Position: Obsessive A/B testing wastes more money than it saves for small businesses
Credibility: Ran 200+ A/B tests over 3 years at a 7-figure e-commerce company
Evidence: 80% of tests were inconclusive, opportunity cost of test setup exceeded gains
Outline:
Hook: "I spent $40K on A/B testing last year. Net revenue impact: -$12K."
Current state: The industry worships A/B testing as the path to optimization
Why it's wrong: At small traffic levels, most tests never reach significance
What I do instead: Make decisive changes based on qualitative data and customer conversations
Implications: Stop testing everything. Start listening to customers.
Anti-Patterns
- No clear opinion — "Here are some thoughts on marketing" is a blog post, not thought leadership. Take a position.
- All opinion, no evidence — hot takes without data are social media posts, not authoritative articles.
- Hedging throughout — "This might not work for everyone, but perhaps..." undermines every argument. Commit to the opinion.
- Attacking people instead of ideas — criticize practices and approaches, never individuals or companies by name.
- No personal experience — thought leadership without "I tried this and here's what happened" reads as theory, not authority.
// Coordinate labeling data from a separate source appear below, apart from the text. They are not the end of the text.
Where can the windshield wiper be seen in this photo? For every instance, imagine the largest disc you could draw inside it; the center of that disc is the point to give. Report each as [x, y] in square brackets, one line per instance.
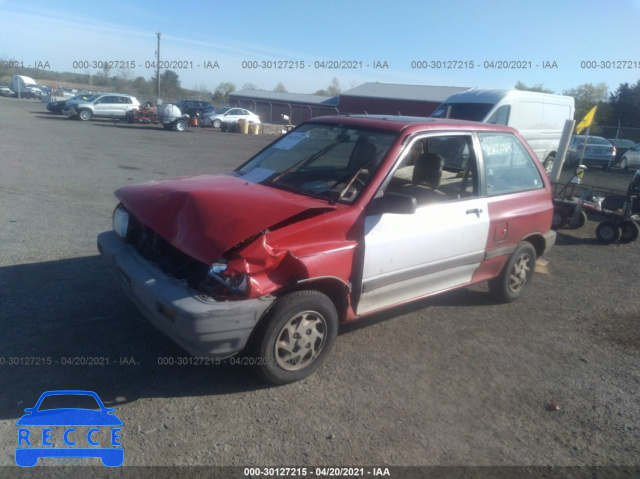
[309, 159]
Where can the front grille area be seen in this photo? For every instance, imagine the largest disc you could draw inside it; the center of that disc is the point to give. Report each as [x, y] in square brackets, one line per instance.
[160, 252]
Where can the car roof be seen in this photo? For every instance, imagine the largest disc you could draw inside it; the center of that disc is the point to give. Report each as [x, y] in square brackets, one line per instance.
[409, 123]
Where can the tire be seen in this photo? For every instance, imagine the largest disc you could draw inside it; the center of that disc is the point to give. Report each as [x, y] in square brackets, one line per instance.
[548, 164]
[515, 275]
[629, 231]
[84, 115]
[579, 222]
[303, 321]
[608, 232]
[559, 219]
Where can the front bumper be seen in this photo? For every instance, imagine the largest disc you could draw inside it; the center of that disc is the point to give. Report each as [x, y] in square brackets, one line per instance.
[198, 323]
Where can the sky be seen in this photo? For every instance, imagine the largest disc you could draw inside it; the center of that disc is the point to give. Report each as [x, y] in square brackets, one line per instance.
[560, 44]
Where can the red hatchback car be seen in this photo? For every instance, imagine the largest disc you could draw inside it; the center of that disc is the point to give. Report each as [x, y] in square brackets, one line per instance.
[342, 217]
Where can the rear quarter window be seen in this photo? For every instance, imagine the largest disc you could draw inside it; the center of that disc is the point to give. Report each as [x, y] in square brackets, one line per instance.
[508, 166]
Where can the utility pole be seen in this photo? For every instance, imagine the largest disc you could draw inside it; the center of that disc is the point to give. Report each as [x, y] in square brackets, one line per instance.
[158, 99]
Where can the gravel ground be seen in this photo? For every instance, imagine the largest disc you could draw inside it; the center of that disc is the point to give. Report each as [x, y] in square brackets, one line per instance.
[545, 383]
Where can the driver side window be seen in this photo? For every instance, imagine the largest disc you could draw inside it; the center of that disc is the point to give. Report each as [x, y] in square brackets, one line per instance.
[436, 169]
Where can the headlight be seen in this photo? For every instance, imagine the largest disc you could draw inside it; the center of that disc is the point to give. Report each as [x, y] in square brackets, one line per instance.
[219, 283]
[120, 222]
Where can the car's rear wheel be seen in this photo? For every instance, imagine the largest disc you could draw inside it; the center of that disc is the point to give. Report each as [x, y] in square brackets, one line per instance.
[608, 232]
[296, 336]
[515, 275]
[85, 115]
[629, 231]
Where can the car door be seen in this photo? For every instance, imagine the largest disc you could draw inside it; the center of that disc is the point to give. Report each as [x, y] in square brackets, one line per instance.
[233, 115]
[437, 247]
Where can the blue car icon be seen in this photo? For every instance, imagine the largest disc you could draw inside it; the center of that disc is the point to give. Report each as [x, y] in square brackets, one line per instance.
[96, 418]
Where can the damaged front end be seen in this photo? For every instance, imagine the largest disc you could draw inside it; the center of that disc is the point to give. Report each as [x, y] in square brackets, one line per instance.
[250, 269]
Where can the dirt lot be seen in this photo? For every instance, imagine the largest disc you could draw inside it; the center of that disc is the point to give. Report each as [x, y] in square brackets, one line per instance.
[456, 380]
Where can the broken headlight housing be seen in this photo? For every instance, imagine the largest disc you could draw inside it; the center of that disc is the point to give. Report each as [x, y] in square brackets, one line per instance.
[221, 283]
[120, 222]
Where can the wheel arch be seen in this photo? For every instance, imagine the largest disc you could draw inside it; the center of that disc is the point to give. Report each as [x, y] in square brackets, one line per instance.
[334, 288]
[538, 242]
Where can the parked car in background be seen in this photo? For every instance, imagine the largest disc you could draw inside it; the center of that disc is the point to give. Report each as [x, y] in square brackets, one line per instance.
[194, 107]
[106, 105]
[634, 186]
[58, 106]
[539, 117]
[598, 152]
[631, 158]
[340, 218]
[229, 115]
[621, 147]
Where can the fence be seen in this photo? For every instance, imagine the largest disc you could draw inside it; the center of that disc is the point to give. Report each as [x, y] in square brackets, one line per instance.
[621, 133]
[273, 111]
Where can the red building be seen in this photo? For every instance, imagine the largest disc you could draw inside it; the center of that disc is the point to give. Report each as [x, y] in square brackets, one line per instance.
[395, 99]
[368, 98]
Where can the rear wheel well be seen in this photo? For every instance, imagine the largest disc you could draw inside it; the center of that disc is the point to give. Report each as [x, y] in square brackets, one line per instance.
[538, 242]
[336, 290]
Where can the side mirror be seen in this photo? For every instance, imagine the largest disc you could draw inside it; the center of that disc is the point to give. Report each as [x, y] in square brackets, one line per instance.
[395, 203]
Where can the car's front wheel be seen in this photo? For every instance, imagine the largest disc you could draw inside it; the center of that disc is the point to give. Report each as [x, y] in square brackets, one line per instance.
[296, 337]
[515, 275]
[85, 115]
[629, 231]
[608, 232]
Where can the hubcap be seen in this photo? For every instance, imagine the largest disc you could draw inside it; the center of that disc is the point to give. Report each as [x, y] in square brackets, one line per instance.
[606, 232]
[519, 273]
[300, 341]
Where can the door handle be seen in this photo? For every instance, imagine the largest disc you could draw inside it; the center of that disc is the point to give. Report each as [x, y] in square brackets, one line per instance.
[475, 211]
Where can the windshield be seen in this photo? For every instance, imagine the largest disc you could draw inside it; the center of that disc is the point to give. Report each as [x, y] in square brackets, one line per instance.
[463, 111]
[321, 160]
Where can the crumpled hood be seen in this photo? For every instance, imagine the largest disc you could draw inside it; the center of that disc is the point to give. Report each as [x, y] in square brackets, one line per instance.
[203, 216]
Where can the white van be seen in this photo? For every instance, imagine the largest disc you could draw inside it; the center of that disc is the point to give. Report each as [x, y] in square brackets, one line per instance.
[539, 117]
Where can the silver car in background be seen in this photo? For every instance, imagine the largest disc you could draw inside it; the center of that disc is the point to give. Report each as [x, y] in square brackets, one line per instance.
[631, 159]
[597, 152]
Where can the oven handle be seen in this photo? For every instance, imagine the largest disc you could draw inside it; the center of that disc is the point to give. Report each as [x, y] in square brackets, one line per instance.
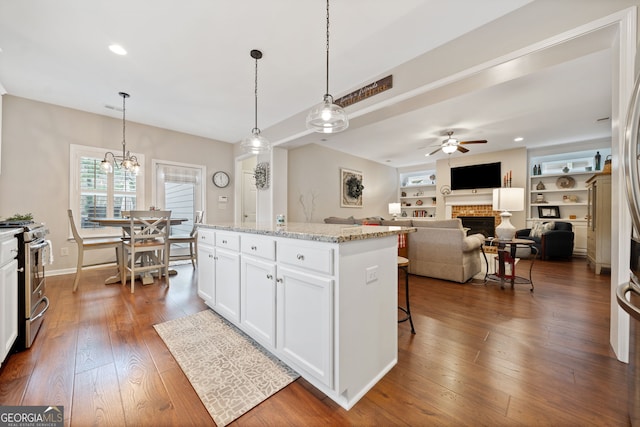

- Burying the opinion — do not make the reader wait until paragraph 8 to discover your actual position.
Recovery
- No strong opinion: Ask "What do you believe about [topic] that most of your peers would disagree with?" If they cannot answer, brainstorm 5 contrarian takes and pick the one they feel strongest about.
- Opinion is too safe: Push toward a Level 3 position. Ask "What would a bolder version of this argument look like?"
- No supporting data: Substitute with detailed personal experience and specific results. First-person evidence is powerful even without external data.
- Author is uncomfortable being controversial: Frame it as "informed disagreement" rather than controversy. Focus on sharing a better approach rather than attacking the current one.
- Piece reads like a rant: Add structure — acknowledge counterarguments, provide evidence, and end with constructive implications.